Now that we’ve applied this date restriction, we can see that our cohort attributes have been updated

cohort_count(cdm$fractures) %>% glimpse()
#> Rows: 1
#> Columns: 3
#> $ cohort_definition_id <int> 1
#> $ number_records       <int> 315
#> $ number_subjects      <int> 282
attrition(cdm$fractures) %>% 
  filter(reason == "cohort_start_date between 2000-01-01 & 2020-01-01") %>% 
  glimpse()
#> Rows: 0
#> Columns: 7
#> $ cohort_definition_id <int> 
#> $ number_records       <int> 
#> $ number_subjects      <int> 
#> $ reason_id            <int> 
#> $ reason               <chr> 
#> $ excluded_records     <int> 
#> $ excluded_subjects    <int>

Applying demographic requirements

We can also add restrictions on patient characteristics such as age (on cohort start date by default) and sex.

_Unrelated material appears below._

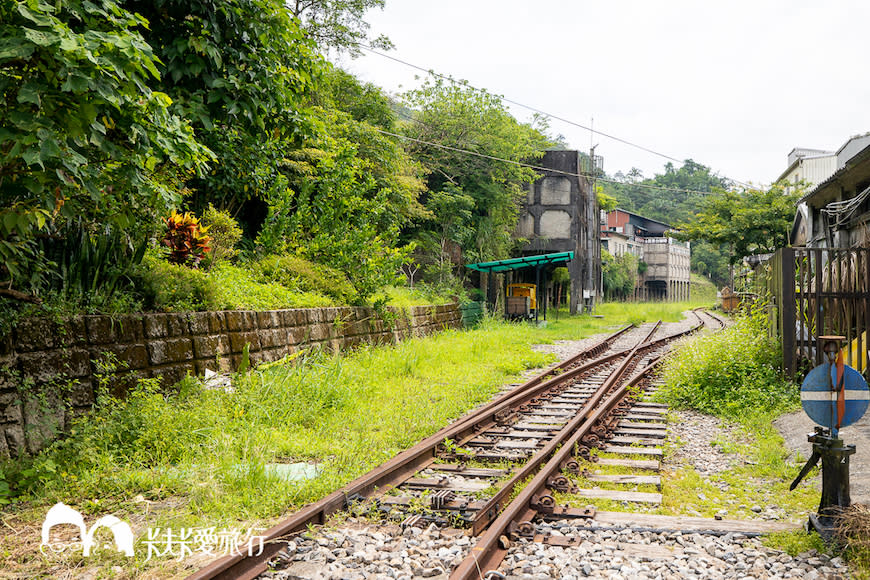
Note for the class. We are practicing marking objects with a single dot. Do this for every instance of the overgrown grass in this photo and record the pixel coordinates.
(198, 458)
(403, 297)
(204, 453)
(733, 374)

cdm$fractures <- cdm$fractures %>% 
  requireDemographics(ageRange = list(c(40, 65)),
                      sex = "Female")

Again we can see how many individuals we’ve lost after applying these criteria.

attrition(cdm$fractures) %>% 
  filter(reason == "Age requirement: 40 to 65") %>% 
  glimpse()
#> Rows: 1
#> Columns: 7
#> $ cohort_definition_id <int> 1
#> $ number_records       <int> 124
#> $ number_subjects      <int> 118
#> $ reason_id            <int> 4
#> $ reason               <chr> "Age requirement: 40 to 65"
#> $ excluded_records     <int> 191
#> $ excluded_subjects    <int> 164

attrition(cdm$fractures) %>% 
  filter(reason == "Sex requirement: Female") %>% 
  glimpse()
#> Rows: 1
#> Columns: 7
#> $ cohort_definition_id <int> 1
#> $ number_records       <int> 64
#> $ number_subjects      <int> 62
#> $ reason_id            <int> 5
#> $ reason               <chr> "Sex requirement: Female"
#> $ excluded_records     <int> 60
#> $ excluded_subjects    <int> 56

Require presence in another cohort

We can also require that individuals are (or are not) in another cohort over some window. Here for example we require that study participants are in a GI bleed cohort any time prior up to their entry in the fractures cohort.

cdm$gibleed <- cdm |> 
  conceptCohort(conceptSet = list("gibleed" = 192671L),
  name = "gibleed")

cdm$fractures <- cdm$fractures %>% 
  requireCohortIntersect(targetCohortTable = "gibleed",
                         intersections = 0,
                         window = c(-Inf, 0))
attrition(cdm$fractures) %>% 
  filter(reason == "Not in cohort gibleed between -Inf & 0 days relative to cohort_start_date") %>% 
  glimpse()
#> Rows: 1
#> Columns: 7
#> $ cohort_definition_id <int> 1
#> $ number_records       <int> 64
#> $ number_subjects      <int> 62
#> $ reason_id            <int> 8
#> $ reason               <chr> "Not in cohort gibleed between -Inf & 0 days rela…
#> $ excluded_records     <int> 0
#> $ excluded_subjects    <int> 0

More information

CohortConstructor provides much more functionality for creating and manipulating cohorts. See the package website for more details.